Am Montag, 10.30 Uhr, sass er alleine in der Bundespressekonferenz vor den Journalisten. Die Stirn in Runzeln. Er sprach von dem guten Resultat der FDP und dass es nicht ganz leicht sei, «richtig damit umzugehen». Das ist der Lindner-Ton und die Linder-Politik-Sprache. Er macht nicht nur Politik, er analysiert Politik, und vor allem analysiert er sich selber Politik machend. Es ist eine grosse Selbstdokumentation. Die Süddeutsche titelte «Me, myself and I». Aber irgendwie schafft es Lindner tatsächlich noch, liberale Politik zu ­vermitteln, ja ein liberales Lebensgefühl.

Eine freiwillige Truman-Show

Wie kein anderer Politiker in Deutschland bespielt er Facebook und Twitter. – Lindners politisches Leben ist eine freiwillige Truman-Show. Und er ist der Regisseur. Er macht Selfies, kleine Videos; aus den Videos nimmt er Sätze und macht aus ihnen Zitate, die er mit «CL» firmiert. Auf ­seiner Website steht: «Wir bewerben uns nicht als Eure Erziehungsberechtigten, sondern als Eure Problemlöser. CL» Christian Lindner simuliert Nähe, und kommt den Leuten auch tatsächlich näher, weil sie ihm beim Leben zusehen dürfen.

Im Wahlkampf veröffentlichte er ein Video aus Schwarz-Weiss-Bildern. Man hört Lindners Stimme, eine Knarrstimme, von der Linguisten sagen, sie klinge besonders angenehm. Er fragt: «Haben Sie mal was gemacht, von dem Sie überzeugt waren, dass es richtig ist?» Es folgen diffuse Einwände gegen die Politik, die Lindner selber vorträgt: «Jetzt drehen sie durch», «Idioten», «ganz falscher Weg, wer soll das wählen?». Dazu Bilder: Christian Lindner müde im Auto, Christian Lindner rasiert sich, Christian Lindner am Joggen im Stadion, Industrieschlote, der Verkehr von NRW, Lindner im Unterhemd am Smartphone.

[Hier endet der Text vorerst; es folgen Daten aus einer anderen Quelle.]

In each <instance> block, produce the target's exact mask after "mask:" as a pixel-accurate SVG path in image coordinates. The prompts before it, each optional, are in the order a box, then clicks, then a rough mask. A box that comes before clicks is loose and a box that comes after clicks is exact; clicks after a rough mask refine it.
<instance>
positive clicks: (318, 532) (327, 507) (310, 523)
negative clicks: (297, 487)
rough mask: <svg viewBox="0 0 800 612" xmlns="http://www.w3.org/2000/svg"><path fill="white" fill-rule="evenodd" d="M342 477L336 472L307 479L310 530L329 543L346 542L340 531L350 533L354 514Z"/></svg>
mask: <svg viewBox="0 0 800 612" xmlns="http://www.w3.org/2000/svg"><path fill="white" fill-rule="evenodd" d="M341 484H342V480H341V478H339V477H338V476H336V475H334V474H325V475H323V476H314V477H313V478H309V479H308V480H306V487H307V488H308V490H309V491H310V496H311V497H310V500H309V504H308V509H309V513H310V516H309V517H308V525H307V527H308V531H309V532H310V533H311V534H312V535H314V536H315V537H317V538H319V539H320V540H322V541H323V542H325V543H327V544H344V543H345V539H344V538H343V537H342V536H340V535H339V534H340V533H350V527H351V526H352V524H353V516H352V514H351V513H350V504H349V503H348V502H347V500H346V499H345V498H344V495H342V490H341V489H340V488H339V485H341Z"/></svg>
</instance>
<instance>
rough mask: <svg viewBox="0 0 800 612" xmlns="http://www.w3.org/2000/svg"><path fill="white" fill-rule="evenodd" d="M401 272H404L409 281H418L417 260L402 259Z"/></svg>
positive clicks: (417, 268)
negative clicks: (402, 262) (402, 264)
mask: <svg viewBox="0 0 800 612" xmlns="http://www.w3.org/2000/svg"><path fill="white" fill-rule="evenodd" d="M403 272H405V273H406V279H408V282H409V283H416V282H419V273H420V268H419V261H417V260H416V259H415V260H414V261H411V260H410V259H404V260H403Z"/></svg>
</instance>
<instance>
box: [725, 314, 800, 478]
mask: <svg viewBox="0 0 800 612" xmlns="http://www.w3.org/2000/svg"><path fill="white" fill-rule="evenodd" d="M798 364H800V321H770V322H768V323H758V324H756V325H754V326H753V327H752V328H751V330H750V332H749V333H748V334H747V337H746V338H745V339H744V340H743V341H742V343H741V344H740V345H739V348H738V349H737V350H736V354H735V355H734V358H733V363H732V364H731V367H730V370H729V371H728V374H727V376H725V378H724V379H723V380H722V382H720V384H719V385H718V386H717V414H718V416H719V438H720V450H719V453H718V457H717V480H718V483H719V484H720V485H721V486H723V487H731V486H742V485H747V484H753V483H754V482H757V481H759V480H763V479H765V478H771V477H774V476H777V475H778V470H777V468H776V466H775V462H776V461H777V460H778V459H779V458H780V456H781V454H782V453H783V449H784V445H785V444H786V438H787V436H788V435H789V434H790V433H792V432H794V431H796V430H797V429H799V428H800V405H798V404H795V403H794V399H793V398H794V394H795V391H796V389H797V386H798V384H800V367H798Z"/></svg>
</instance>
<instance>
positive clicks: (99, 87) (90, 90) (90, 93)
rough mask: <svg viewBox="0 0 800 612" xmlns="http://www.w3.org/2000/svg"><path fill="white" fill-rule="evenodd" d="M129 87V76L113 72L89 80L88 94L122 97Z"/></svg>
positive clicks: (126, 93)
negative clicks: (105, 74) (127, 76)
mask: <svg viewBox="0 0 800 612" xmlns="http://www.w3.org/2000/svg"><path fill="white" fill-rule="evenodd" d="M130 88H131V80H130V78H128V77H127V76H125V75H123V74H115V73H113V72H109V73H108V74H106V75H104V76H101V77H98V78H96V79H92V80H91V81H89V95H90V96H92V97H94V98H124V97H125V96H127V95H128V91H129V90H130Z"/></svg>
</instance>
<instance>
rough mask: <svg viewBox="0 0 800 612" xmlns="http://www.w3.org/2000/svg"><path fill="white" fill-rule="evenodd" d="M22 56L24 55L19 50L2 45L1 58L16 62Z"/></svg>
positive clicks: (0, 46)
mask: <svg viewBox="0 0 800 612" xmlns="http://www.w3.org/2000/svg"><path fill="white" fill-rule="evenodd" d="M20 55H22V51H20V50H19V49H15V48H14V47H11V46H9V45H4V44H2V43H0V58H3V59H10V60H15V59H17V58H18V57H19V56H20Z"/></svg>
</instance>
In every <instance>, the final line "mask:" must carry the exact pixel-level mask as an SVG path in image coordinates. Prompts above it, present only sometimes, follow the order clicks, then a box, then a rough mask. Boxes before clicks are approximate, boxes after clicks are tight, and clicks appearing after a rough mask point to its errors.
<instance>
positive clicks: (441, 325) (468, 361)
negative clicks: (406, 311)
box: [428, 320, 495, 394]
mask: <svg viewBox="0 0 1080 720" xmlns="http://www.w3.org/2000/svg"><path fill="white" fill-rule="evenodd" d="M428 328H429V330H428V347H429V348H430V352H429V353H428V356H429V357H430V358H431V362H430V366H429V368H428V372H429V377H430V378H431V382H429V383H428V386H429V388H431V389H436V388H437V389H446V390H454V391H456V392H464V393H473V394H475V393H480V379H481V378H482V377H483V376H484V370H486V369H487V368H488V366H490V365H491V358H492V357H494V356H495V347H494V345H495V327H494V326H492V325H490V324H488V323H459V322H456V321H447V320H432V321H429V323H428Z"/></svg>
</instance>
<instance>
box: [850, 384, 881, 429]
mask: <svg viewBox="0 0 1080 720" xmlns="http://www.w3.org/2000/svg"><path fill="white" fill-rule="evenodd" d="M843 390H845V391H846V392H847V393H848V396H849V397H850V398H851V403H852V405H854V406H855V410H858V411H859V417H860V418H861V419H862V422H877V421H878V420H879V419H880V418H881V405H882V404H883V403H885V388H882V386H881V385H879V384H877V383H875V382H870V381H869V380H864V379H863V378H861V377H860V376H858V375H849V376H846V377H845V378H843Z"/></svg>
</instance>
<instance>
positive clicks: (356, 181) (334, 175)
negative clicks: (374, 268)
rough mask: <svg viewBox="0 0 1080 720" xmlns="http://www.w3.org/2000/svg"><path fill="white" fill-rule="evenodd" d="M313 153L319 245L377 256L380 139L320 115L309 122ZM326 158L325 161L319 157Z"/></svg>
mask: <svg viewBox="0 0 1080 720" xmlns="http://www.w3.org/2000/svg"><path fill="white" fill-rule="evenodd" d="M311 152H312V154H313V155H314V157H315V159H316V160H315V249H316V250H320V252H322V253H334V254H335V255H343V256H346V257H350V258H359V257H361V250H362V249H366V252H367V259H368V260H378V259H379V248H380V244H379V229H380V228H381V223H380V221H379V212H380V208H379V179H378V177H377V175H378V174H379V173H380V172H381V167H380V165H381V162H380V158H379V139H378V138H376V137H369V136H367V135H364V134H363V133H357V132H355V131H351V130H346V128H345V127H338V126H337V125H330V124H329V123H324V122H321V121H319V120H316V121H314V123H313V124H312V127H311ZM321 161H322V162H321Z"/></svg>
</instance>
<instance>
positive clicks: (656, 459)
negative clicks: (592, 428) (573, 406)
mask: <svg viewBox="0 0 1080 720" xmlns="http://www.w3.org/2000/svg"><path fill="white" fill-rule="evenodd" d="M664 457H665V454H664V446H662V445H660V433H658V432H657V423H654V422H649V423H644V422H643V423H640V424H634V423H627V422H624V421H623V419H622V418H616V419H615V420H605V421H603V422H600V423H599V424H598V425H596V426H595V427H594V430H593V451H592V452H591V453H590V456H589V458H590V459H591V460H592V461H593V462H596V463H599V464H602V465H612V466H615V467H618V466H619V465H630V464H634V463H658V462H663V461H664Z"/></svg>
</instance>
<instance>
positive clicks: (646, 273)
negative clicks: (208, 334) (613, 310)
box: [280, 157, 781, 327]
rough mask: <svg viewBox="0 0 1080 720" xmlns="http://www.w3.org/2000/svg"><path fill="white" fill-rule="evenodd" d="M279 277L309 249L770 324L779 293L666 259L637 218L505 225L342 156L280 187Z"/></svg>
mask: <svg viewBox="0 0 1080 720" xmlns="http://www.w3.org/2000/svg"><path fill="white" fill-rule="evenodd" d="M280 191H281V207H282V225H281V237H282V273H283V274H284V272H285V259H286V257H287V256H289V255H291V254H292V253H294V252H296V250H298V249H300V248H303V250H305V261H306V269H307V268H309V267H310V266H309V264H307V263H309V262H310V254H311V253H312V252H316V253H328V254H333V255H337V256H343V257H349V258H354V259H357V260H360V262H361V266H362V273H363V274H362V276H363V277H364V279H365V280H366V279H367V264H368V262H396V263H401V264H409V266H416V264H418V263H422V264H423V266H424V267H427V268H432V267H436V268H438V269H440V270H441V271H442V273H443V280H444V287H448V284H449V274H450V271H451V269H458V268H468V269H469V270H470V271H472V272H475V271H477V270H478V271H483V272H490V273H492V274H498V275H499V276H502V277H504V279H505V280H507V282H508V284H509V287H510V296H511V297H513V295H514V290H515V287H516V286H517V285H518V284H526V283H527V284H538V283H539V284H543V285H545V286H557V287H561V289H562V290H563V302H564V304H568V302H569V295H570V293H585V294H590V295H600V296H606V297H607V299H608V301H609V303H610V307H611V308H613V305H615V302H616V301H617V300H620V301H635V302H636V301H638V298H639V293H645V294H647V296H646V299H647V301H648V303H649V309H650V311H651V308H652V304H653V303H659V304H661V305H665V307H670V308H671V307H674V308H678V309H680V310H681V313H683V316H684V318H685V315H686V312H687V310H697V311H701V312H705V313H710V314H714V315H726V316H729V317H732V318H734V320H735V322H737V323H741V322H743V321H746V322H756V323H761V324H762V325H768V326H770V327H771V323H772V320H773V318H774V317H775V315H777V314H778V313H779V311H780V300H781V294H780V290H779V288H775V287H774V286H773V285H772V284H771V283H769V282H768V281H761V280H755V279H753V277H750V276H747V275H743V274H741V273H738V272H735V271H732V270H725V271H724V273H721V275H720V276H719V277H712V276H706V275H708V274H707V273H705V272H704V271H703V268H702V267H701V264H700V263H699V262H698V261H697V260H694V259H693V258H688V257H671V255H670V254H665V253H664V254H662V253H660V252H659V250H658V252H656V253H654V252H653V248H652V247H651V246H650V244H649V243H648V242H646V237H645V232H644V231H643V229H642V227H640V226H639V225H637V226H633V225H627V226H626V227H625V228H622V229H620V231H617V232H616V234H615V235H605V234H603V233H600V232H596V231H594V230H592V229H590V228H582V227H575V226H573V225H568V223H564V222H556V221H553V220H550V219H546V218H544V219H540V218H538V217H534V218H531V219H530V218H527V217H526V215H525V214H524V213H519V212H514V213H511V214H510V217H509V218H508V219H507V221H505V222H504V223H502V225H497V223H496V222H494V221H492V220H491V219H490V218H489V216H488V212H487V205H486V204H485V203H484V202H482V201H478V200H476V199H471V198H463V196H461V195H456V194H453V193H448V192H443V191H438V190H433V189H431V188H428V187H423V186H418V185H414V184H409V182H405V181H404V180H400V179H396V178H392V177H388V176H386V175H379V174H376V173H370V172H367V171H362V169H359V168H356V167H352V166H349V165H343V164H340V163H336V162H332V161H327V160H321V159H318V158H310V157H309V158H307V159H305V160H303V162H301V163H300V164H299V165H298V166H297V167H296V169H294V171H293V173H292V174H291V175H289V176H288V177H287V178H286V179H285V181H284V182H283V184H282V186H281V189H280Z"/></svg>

Ein Model, das Politik macht

Am Schluss sagt Lindner: «Und du hast das alles vorher gewusst und trotzdem gemacht. Weil es um etwas geht.» Er sagt «Du» – es ist ein Selbstgespräch, das er führt, die intimste Gesprächsform überhaupt. Seine Politik ist ein lautes Nachdenken, ein inszeniertes Selbstgespräch. Er spricht zu sich selber und weil die Leute ihm dabei zuhören dürfen, fühlen sie sich ihm nah. Das ist Lindners Trick.

Daneben zählen Bilder. Lindner ist ein Model, das Politik macht; das erste männliche Politmodel Deutschlands. Er liess sich Haare transplantieren und die Geheimratsecken abdecken. Wenn er Interviews gibt, modelliert er sie für sein Facebook-Account um: ein neues, besseres Bild, ein neuer Titel. Er will Wirkung kontrollieren.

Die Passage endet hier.